Le président du tribunal a désigné Mme C…, vice-présidente, pour statuer sur les demandes de référé.
Considérant ce qui suit :
1. Aux termes de l’article L. 521-1 du code de justice administrative : « Quand une décision administrative, même de rejet, fait l’objet d’une requête en annulation ou en réformation, le juge des référés, saisi d’une demande en ce sens, peut ordonner la suspension de l’exécution de cette décision, ou de certains de ses effets, lorsque l’urgence le justifie et qu’il est fait état d’un moyen propre à créer, en l’état de l’instruction, un doute sérieux quant à la légalité de la décision (…) ». Aux termes de l’article L. 522-3 du même code : « Lorsque la demande ne présente pas un caractère d’urgence ou lorsqu’il apparaît manifeste, au vu de la demande, que celle-ci ne relève pas de la compétence de la juridiction administrative, qu’elle est irrecevable ou qu’elle est mal fondée, le juge des référés peut la rejeter par une ordonnance motivée sans qu’il y ait lieu d’appliquer les deux premiers alinéas de l’article L. 522-1 ».

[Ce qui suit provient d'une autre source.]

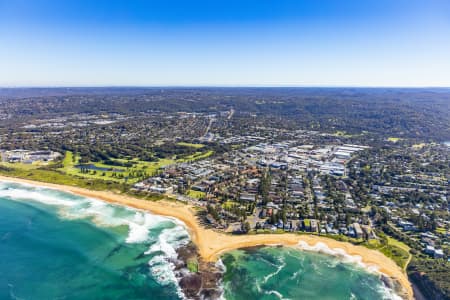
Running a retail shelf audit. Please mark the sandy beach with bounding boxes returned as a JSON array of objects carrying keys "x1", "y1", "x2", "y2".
[{"x1": 0, "y1": 176, "x2": 413, "y2": 299}]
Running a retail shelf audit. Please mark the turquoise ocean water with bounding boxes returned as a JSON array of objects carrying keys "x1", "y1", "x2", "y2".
[{"x1": 0, "y1": 182, "x2": 395, "y2": 300}]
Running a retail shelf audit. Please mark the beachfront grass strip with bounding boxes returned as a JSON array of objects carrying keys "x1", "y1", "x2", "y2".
[
  {"x1": 187, "y1": 190, "x2": 206, "y2": 199},
  {"x1": 58, "y1": 151, "x2": 175, "y2": 184},
  {"x1": 177, "y1": 142, "x2": 205, "y2": 149}
]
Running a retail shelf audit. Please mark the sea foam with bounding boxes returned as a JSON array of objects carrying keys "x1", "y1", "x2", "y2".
[{"x1": 0, "y1": 182, "x2": 189, "y2": 298}]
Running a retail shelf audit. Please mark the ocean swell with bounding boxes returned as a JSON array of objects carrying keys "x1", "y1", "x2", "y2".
[{"x1": 0, "y1": 182, "x2": 190, "y2": 298}]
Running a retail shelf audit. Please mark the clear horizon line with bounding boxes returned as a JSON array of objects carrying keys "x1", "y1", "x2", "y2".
[{"x1": 0, "y1": 84, "x2": 450, "y2": 89}]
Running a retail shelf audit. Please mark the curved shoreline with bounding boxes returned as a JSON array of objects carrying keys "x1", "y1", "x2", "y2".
[{"x1": 0, "y1": 176, "x2": 414, "y2": 299}]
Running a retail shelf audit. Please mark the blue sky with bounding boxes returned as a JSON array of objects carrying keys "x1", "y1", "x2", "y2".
[{"x1": 0, "y1": 0, "x2": 450, "y2": 86}]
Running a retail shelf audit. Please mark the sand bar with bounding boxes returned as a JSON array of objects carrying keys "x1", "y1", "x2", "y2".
[{"x1": 0, "y1": 176, "x2": 413, "y2": 299}]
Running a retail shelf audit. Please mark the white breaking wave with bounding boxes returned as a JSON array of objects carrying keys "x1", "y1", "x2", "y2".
[
  {"x1": 297, "y1": 241, "x2": 402, "y2": 300},
  {"x1": 264, "y1": 257, "x2": 286, "y2": 283},
  {"x1": 264, "y1": 290, "x2": 290, "y2": 300},
  {"x1": 0, "y1": 182, "x2": 189, "y2": 298}
]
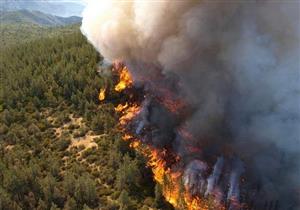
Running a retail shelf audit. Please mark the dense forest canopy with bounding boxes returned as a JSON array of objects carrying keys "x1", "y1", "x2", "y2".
[{"x1": 0, "y1": 23, "x2": 171, "y2": 210}]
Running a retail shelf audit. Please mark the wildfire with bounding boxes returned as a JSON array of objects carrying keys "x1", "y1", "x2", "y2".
[
  {"x1": 98, "y1": 88, "x2": 106, "y2": 101},
  {"x1": 115, "y1": 103, "x2": 128, "y2": 112},
  {"x1": 105, "y1": 63, "x2": 225, "y2": 210},
  {"x1": 115, "y1": 66, "x2": 132, "y2": 92}
]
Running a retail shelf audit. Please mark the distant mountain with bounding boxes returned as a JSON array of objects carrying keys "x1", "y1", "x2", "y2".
[
  {"x1": 0, "y1": 10, "x2": 81, "y2": 26},
  {"x1": 0, "y1": 0, "x2": 84, "y2": 17}
]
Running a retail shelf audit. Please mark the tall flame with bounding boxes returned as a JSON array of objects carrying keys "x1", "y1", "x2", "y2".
[
  {"x1": 105, "y1": 64, "x2": 225, "y2": 210},
  {"x1": 98, "y1": 88, "x2": 106, "y2": 101},
  {"x1": 115, "y1": 66, "x2": 132, "y2": 92}
]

2. L’urgence justifie que soit prononcée la suspension d’un acte administratif lorsque l’exécution de celui-ci porte atteinte, de manière suffisamment grave et immédiate, à un intérêt public, à la situation du requérant ou aux intérêts qu’il entend défendre. Il appartient au juge des référés, saisi d’une demande de suspension d’une décision refusant la délivrance d’un titre de séjour, d’apprécier et de motiver l’urgence compte tenu de l’incidence immédiate du retrait de titre de séjour sur la situation concrète de l’intéressé. Cette condition d’urgence est en principe constatée dans le cas d’un refus de renouvellement du titre donnant droit au séjour, comme d’un retrait de celui-ci. Dans les autres cas, il appartient au requérant de justifier de circonstances particulières caractérisant la nécessité pour lui de bénéficier à bref délai d’une mesure provisoire dans l’attente d’une décision juridictionnelle statuant sur la légalité de la décision litigieuse.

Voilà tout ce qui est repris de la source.